Right? Where n may be pretty large. Hmmm… So again I must conclude the only current workaround is to [a] restructure the structure by introducing intermediate directories, one per stage. And optionally also [d] to add a stage that produces a (symlinked?) view of that underlying structure in the desired format (kind of hacky though).

But there may be upcoming features to solve this (will explain in another comment)… :hourglass:

@mpagni currently while possible it’s not sustainable: you’d need to list every single output/dependency file per stage in dvc.yaml, and update that definition dynamically each time the scripts run.
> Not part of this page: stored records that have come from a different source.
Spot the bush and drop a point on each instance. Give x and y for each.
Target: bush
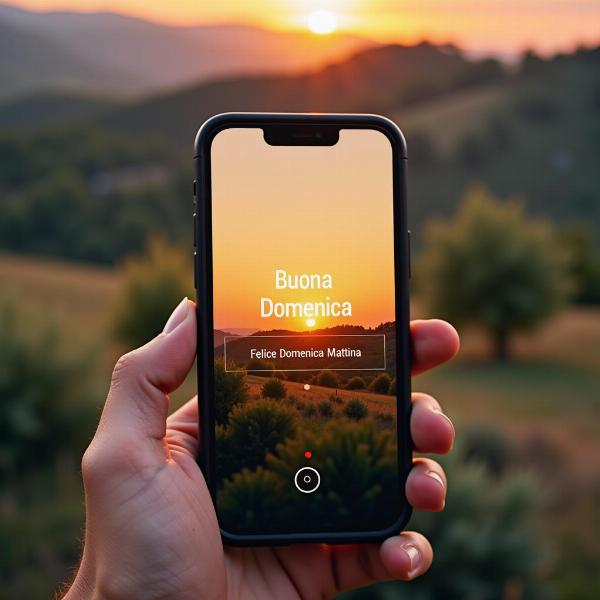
(328, 379)
(356, 409)
(231, 390)
(262, 368)
(356, 383)
(381, 384)
(358, 466)
(273, 388)
(42, 410)
(485, 538)
(251, 499)
(151, 287)
(256, 428)
(335, 399)
(386, 419)
(326, 409)
(392, 390)
(309, 411)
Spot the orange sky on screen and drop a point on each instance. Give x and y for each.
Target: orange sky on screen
(304, 210)
(485, 24)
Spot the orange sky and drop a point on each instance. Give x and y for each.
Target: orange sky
(304, 210)
(501, 25)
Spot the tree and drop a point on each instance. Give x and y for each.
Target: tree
(231, 390)
(381, 384)
(152, 285)
(328, 379)
(356, 383)
(273, 388)
(493, 266)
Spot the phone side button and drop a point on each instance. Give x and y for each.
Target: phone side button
(408, 244)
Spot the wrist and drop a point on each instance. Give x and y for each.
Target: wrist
(84, 585)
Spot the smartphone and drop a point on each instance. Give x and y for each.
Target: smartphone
(301, 269)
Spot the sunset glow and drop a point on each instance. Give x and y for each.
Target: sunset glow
(322, 22)
(490, 26)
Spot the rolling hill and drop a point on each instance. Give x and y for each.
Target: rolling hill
(374, 80)
(115, 53)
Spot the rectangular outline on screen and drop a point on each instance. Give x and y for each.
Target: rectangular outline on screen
(240, 337)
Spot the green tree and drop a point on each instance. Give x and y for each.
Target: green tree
(42, 411)
(381, 384)
(356, 383)
(356, 409)
(273, 388)
(152, 285)
(328, 379)
(493, 266)
(231, 389)
(256, 428)
(486, 542)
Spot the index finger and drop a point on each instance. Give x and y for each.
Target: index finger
(433, 342)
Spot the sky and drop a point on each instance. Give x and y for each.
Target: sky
(305, 210)
(499, 25)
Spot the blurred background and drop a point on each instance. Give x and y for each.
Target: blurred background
(500, 104)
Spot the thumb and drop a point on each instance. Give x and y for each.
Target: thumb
(137, 402)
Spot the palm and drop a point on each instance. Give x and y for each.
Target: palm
(151, 528)
(302, 571)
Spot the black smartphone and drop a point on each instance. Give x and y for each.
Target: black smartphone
(301, 269)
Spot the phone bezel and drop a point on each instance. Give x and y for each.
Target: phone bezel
(203, 281)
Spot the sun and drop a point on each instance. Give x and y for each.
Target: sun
(322, 22)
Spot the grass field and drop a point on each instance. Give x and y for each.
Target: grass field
(550, 392)
(377, 403)
(553, 385)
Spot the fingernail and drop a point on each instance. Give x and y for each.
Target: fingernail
(449, 421)
(414, 557)
(437, 477)
(177, 316)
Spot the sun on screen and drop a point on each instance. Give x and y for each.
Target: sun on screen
(322, 22)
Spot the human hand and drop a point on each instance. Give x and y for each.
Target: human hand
(151, 528)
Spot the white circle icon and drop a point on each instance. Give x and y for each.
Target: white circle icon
(307, 480)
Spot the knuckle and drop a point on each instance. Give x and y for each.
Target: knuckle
(126, 366)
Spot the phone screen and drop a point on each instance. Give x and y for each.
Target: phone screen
(304, 334)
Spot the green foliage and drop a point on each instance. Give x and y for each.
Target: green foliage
(152, 286)
(309, 411)
(357, 464)
(392, 389)
(231, 390)
(580, 242)
(493, 266)
(326, 409)
(356, 409)
(328, 379)
(356, 383)
(485, 541)
(251, 499)
(42, 410)
(256, 428)
(381, 384)
(273, 388)
(262, 368)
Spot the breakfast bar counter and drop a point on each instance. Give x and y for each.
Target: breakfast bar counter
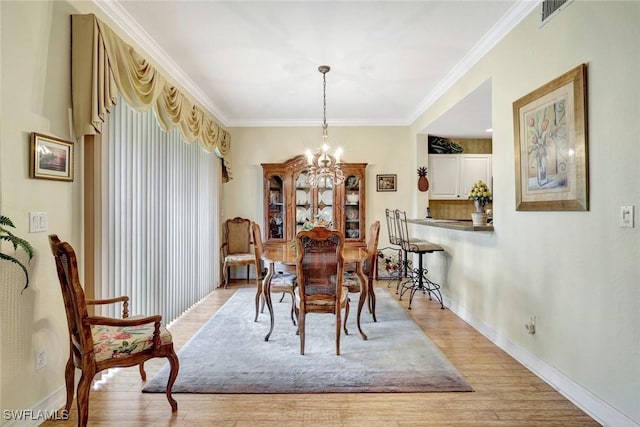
(451, 224)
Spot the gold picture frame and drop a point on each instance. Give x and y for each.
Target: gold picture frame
(550, 134)
(386, 182)
(50, 158)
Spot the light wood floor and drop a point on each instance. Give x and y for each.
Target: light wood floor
(506, 394)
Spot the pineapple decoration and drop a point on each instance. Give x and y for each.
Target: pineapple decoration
(423, 182)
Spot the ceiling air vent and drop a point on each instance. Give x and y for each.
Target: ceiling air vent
(551, 8)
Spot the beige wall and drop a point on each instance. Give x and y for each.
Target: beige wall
(35, 96)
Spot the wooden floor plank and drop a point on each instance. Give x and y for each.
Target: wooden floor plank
(506, 393)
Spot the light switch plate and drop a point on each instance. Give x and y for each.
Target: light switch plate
(626, 216)
(37, 222)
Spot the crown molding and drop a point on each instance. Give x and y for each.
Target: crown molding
(508, 22)
(114, 10)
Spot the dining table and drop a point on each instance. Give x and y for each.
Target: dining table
(284, 255)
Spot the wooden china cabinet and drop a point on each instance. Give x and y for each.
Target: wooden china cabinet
(289, 201)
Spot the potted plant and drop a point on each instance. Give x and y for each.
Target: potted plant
(481, 195)
(17, 242)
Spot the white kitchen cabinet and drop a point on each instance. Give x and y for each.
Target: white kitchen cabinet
(451, 176)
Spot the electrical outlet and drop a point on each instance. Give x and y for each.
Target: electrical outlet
(41, 359)
(37, 222)
(531, 325)
(626, 216)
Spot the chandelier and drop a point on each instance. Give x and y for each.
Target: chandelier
(322, 167)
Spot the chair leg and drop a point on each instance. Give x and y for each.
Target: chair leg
(69, 374)
(225, 277)
(301, 330)
(339, 326)
(346, 316)
(84, 386)
(175, 366)
(293, 308)
(372, 300)
(258, 297)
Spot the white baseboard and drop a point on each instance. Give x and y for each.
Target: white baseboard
(46, 409)
(596, 408)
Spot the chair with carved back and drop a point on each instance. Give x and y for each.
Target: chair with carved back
(98, 343)
(319, 267)
(351, 280)
(280, 282)
(236, 249)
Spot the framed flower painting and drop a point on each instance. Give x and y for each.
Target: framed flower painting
(550, 126)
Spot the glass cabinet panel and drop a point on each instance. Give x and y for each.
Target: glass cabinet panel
(325, 204)
(304, 201)
(352, 212)
(276, 208)
(290, 202)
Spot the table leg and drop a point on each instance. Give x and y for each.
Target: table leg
(372, 299)
(266, 292)
(364, 288)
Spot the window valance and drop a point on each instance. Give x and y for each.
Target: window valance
(103, 65)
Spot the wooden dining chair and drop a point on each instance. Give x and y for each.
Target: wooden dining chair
(319, 267)
(236, 249)
(352, 281)
(98, 343)
(280, 281)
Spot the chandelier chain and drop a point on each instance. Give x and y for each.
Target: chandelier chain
(324, 169)
(324, 100)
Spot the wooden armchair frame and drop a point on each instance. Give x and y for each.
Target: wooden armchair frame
(319, 267)
(84, 354)
(236, 248)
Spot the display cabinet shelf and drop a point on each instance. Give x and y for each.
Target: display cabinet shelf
(290, 202)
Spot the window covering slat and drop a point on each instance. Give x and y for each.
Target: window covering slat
(160, 233)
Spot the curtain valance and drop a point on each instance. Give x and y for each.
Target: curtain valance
(103, 66)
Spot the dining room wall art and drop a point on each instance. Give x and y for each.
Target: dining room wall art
(50, 158)
(550, 135)
(386, 182)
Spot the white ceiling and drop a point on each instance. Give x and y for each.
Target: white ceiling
(255, 63)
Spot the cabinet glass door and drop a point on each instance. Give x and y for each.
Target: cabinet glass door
(276, 208)
(324, 210)
(352, 212)
(304, 201)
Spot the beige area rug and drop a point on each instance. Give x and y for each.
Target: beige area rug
(229, 355)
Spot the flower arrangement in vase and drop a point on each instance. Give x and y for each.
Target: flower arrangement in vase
(423, 182)
(481, 195)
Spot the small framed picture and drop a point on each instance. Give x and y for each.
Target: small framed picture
(50, 158)
(386, 182)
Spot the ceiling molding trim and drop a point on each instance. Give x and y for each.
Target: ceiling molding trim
(513, 17)
(126, 23)
(314, 123)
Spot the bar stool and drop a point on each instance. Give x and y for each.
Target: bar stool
(418, 279)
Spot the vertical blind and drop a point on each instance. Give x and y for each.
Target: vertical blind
(160, 216)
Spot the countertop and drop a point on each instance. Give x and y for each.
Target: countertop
(451, 224)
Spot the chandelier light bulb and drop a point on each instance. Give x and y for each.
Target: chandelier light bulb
(322, 168)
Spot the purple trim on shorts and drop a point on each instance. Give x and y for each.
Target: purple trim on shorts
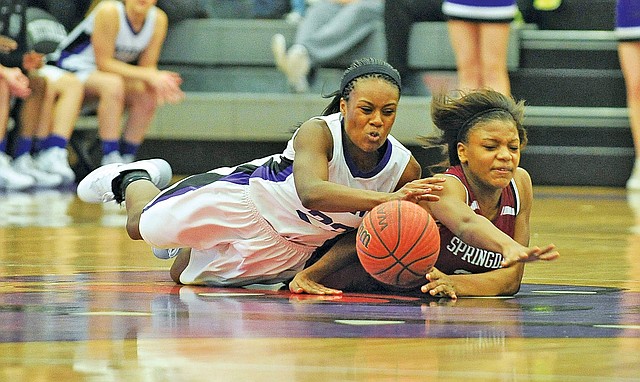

But there is the possibility that we will enable wildcard patterns in outs/deps definition (see https://github.com/iterative/dvc/issues/4816#issuecomment-759721635 and feel free to participate there). Would that solve your issue? Something like

stages:
  clean:
    cmd: ./cleanup.py medimg/
    outs: medimg/subj*/cleaned.?
...

We are about to introduce some templating for dvc.yaml in fact, as you can see already published here: https://dvc.org/doc/user-guide/dvc-files/advanced-dvc-yaml . As it is now you could use it as a workaroud for this too, but you would need to generate/managa a list of outputs/deps (in a YAML “parameters file”) and load them as global vars to iterate on in a foreach multi-stage. Probably too involved, but doable. Please take a look and feel free to recommend improvements!